Les sept questions à se poser

MécaSphère

1) À QUOI LA FABRICATION ADDITIVE S'APPLIQUE-T-ELLE LE MIEUX ?

Comme pour toute nouvelle techno­logie, l'analyse des activités de l'en­treprise, de ses marchés, du besoin de ses clients, de sa stratégie de déve­loppement permet de déterminer pour quelles applications la fabrica­tion additive apporte un plus. Il peut s’agir de supprimer un assemblage, de réaliser des formes complexes, de personnaliser le produit, etc.

Ainsi, General Electric fabrique un injecteur de carburant pour son réac­teur Leap en un seul bloc, contre un assemblage de 20 éléments aupara­vant. Avec en prime : une réduction de poids de 25 % et une résistance multipliée par 5.

Autre exemple, Caterpillar a soumis au Cetim et à l'Institut de Soudure une structure d’engin de travaux publics d’une cinquantaine de kilos, pour étudier la faisabilité d’une ébauche en fabrication additive qui prendrait une semaine contre un an par le procédé de la forge.

Patrick Chouvet, président d'EAC, une PME de 25 salariés qui conçoit et produit des ornements métalliques destinés à l’industrie du luxe, s’est intéressé à la technologie parce que « les clients nous demandaient des pièces de plus en plus esthétiques et compliquées. Nous avons exploré l'impression 3D, comme des béo­tiens ».

De son côté, CTM Laser, l’entreprise de chaudronnerie, de tôlerie, de soudure et d'usinage que dirige Joël Tanguy et qui emploie 28 personnes, est toujours « en veille sur les techno­logies nouvelles, car nous produisons des formes variées dans des matières diverses, pour un grand nombre de secteurs d’activité ».

Quant à Jean-Pierre Tartary, directeur technique de Socitec qui conçoit et fabrique principalement des amor­tisseurs à câble métallique, il a abor­dé la fabrication additive « dans le cadre d'un projet de recherche FUI (Fonds unique interministériel) sur des pièces métalliques à géométrie complexe ».

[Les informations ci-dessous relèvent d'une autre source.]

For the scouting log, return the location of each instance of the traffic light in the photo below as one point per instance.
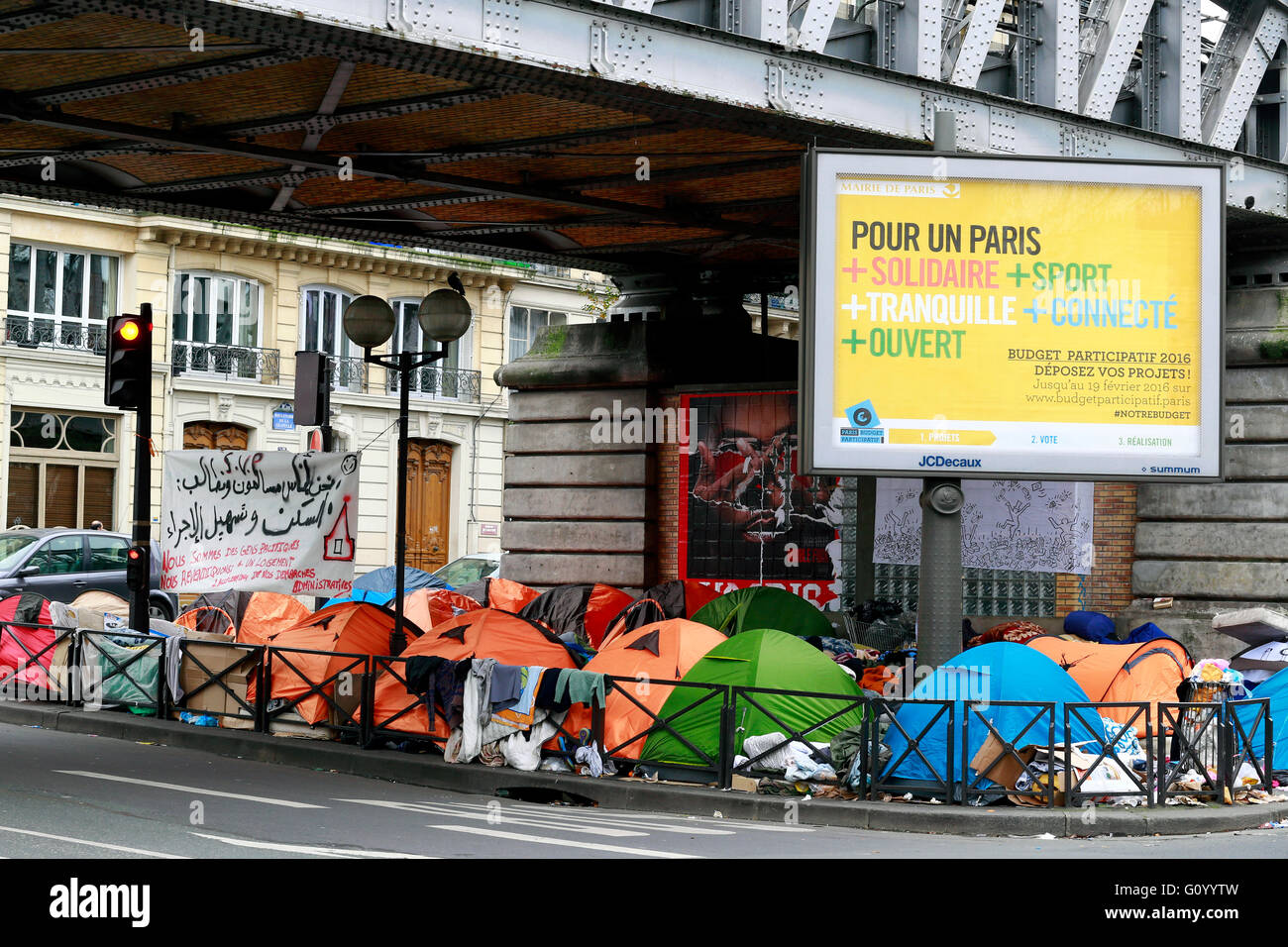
(137, 573)
(128, 380)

2) QUI MAÎTRISE LA CONCEPTION ?

Tout le bénéfice de la fabrication additive réside dans la re-conception de la pièce. Pour un sous-traitant, la question se pose donc de savoir si son donneur d’ordre est prêt à lui confier ce travail.

Joël Tanguy témoigne : « Nous avons trouvé un client de CTM Laser inté­ressé par produire une pièce d’exem­plification. Il a compris l'intérêt de nous fournir les fichiers de la pièce et de réfléchir avec le Cetim à une nouvelle conception pour arriver à une forme plus complexe et alléger la pièce ».

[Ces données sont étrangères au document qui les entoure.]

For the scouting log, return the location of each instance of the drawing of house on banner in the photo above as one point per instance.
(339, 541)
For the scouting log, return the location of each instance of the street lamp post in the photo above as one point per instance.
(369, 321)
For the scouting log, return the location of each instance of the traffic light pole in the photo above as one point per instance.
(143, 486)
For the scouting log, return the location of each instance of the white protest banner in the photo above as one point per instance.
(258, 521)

Chez Socitec, « nous avons proposé une pièce nouvelle pour évaluer ses performances (résistance, fatigue, corrosion, etc.), par rapport à celles obtenues avec un procédé clas­sique », indique Jean-Pierre Tartary.

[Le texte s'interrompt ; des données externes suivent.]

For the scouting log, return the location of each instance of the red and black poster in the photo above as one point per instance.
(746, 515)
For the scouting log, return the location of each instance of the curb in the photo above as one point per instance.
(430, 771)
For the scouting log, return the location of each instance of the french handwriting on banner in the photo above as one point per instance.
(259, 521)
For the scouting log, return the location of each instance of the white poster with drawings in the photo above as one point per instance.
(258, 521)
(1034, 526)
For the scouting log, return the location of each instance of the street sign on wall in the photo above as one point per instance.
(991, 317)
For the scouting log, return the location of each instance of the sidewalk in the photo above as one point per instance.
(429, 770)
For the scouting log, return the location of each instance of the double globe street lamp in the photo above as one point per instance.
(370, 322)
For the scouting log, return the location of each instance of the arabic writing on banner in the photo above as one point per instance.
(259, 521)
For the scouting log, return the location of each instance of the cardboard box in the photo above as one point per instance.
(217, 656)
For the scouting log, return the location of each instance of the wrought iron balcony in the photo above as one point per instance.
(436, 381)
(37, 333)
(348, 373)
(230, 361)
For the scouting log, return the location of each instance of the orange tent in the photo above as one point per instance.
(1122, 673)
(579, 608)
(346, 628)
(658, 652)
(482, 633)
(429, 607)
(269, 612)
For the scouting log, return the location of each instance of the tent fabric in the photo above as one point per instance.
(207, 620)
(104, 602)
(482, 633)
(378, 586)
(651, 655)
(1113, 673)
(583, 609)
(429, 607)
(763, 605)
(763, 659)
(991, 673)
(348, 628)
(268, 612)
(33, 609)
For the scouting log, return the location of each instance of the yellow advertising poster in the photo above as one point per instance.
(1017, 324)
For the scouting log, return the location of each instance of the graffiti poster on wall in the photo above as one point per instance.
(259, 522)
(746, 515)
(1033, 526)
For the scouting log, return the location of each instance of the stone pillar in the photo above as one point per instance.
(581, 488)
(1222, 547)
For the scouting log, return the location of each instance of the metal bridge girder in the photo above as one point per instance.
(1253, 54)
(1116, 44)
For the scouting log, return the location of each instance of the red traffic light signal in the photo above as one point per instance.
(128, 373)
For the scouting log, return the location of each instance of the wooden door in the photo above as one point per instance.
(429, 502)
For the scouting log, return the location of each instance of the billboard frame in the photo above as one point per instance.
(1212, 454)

3) QUELLES SONT LES CAPACITÉS ET LES LIMITES DES PROCÉDÉS ?

Chacun des procédés de la fabrication additive (fusion laser, fusion faisceau d'électrons, dépôt de poudres, dépôt de fil, etc.) présente ses atouts et ses limites en termes de matériau, de complexité, de taille de la pièce, etc. Il faut surtout s’assurer que le pro­cédé sélectionné soit fiable et garan­tisse une qualité constante. Pour Djea Djeapragache, responsable des activités de fabrication additive au Cetim « c'est le process qui donne la qualité du produit final (métallurgie, dureté, tenue en fatigue, etc.), et non la matière initiale comme dans l'usi­nage. Sa fiabilité et sa répétabilité dépendent de nombreux paramètres qu’il faut maîtriser ».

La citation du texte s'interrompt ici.